The existence of water on Pluto was first brought to our attention by the July 2015 flyby of NASA’s New Horizons spacecraft, when a supposed subsurface ocean was spotted on the icy dwarf planet. Since then, continuous study of the former ninth planet’s topographical structures have led to even more confirmation that there is, indeed, water on Pluto.
This subsurface ocean, which is said to exist underneath Pluto’s heart-shaped zone called the the Sputnik Planitia (or Planum), is part of the area known as the Tombaugh Regio. It’s a 1,000km (621-mile) wide frozen plane composed mostly of nitrogen ice, with some methane and carbon monoxide. Beneath it is the supposed ocean, which according to researcher William McKinnon, is laden with ammonia. McKinnon is professor of earth and planetary sciences in Arts & Sciences at Washington University in St. Louis and a co-author of the study published in Nature.
Life’s Telltale Sign
Where there is water, there’s a great possibility that life could also exist. In the Sputnik Planitia, despite the presence of ammonia, McKinnon believes it’s possible for life to exist in these frozen waters. “On Earth, microorganisms in the soil fix nitrogen to ammonia, which is important for making DNA and proteins and such,” he said.

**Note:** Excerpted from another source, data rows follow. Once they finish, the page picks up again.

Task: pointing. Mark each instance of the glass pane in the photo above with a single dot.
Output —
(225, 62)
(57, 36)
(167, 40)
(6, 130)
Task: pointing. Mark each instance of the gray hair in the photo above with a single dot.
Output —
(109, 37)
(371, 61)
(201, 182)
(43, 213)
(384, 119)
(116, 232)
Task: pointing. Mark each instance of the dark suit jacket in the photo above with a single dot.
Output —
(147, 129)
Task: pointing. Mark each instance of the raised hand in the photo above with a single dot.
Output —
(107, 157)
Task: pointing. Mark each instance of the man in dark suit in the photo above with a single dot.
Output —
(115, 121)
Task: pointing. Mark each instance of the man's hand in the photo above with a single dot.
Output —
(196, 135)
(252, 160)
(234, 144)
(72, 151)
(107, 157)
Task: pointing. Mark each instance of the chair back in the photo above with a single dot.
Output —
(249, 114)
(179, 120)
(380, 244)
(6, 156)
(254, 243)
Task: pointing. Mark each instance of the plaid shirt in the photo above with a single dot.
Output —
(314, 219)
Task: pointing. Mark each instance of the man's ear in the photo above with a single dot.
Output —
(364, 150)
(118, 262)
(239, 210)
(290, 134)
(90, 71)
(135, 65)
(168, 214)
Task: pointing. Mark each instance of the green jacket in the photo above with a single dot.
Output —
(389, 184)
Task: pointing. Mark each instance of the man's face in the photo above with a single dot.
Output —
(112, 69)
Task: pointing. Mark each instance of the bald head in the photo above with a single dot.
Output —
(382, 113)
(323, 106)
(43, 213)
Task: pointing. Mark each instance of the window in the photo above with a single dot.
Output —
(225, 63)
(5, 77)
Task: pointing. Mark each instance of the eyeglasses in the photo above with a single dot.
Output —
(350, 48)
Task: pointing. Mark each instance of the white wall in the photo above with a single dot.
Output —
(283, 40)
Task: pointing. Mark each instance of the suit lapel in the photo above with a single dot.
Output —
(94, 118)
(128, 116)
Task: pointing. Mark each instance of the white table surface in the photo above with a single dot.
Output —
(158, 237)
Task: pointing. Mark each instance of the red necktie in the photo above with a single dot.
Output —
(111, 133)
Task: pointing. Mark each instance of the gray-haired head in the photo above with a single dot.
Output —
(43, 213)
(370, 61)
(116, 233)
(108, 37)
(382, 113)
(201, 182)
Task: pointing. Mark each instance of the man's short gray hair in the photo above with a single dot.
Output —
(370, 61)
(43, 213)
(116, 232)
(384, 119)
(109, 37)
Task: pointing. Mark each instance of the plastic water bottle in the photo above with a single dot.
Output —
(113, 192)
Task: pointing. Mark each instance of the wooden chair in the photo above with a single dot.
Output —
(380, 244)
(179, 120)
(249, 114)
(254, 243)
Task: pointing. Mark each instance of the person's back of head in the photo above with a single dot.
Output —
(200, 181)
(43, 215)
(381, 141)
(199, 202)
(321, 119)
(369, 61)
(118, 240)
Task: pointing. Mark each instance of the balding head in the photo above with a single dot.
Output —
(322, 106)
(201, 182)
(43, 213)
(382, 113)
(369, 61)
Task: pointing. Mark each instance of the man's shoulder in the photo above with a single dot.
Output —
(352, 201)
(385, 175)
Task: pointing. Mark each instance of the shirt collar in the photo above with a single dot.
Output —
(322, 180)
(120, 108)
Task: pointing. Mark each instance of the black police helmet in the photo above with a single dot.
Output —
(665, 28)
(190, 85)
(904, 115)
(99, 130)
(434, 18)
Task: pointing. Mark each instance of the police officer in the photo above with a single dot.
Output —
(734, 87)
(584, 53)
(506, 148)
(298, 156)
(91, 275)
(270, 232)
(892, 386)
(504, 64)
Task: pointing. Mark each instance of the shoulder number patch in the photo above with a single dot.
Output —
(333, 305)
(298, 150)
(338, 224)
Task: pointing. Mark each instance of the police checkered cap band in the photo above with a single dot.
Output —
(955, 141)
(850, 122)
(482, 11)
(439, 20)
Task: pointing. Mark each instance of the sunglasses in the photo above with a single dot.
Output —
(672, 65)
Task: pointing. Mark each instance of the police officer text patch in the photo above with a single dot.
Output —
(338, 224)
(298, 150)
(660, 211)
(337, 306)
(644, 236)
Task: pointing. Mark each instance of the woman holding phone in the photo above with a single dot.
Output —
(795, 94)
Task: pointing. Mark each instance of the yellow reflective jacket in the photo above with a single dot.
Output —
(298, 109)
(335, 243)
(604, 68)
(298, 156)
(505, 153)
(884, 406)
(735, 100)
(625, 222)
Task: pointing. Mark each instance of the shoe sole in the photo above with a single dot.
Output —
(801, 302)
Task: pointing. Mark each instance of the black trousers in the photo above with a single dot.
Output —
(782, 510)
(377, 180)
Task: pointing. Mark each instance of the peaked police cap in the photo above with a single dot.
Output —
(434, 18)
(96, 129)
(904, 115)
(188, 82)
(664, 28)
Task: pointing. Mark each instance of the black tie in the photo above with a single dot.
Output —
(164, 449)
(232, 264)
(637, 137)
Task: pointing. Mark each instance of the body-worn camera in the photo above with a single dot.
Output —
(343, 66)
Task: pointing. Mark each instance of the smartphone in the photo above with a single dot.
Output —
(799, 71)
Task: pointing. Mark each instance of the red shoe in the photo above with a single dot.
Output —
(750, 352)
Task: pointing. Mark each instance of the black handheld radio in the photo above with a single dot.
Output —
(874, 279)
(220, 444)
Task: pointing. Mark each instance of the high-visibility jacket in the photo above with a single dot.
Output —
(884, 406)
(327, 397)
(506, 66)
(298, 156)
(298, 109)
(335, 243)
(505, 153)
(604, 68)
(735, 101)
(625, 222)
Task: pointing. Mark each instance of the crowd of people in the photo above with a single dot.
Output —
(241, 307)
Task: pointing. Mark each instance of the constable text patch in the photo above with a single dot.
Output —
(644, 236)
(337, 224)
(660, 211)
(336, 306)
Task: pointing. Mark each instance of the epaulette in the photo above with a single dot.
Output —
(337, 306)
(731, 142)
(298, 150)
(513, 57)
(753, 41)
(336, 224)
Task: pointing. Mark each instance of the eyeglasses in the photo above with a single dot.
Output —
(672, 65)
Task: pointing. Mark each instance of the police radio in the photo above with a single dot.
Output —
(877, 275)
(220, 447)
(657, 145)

“If you’re going to talk about life in an ocean that’s completely covered with an ice shell, it seems most likely that the best you could hope for is some extremely primitive kind of organism.”
Other formations that suggested water were found along the Virgil Fossa, just west of an area called the Elliot crater, and also in the Viking Terra and in the Baré Montes. These areas showed strong signatures of water ice occurrence, according to data from New Horizons’ Ralph instrument. These areas are part of a region in Pluto that stretches approximately 450 km (280 miles), which could also sustain water under the surface.
But perhaps if water is the basis of finding extraterrestrial life, there are better chances in two of Jupiter’s moons. Titan and Europa both are said to have bodies of water, a primordial ocean of methane for the former and a frozen one containing more water than on Earth for the latter.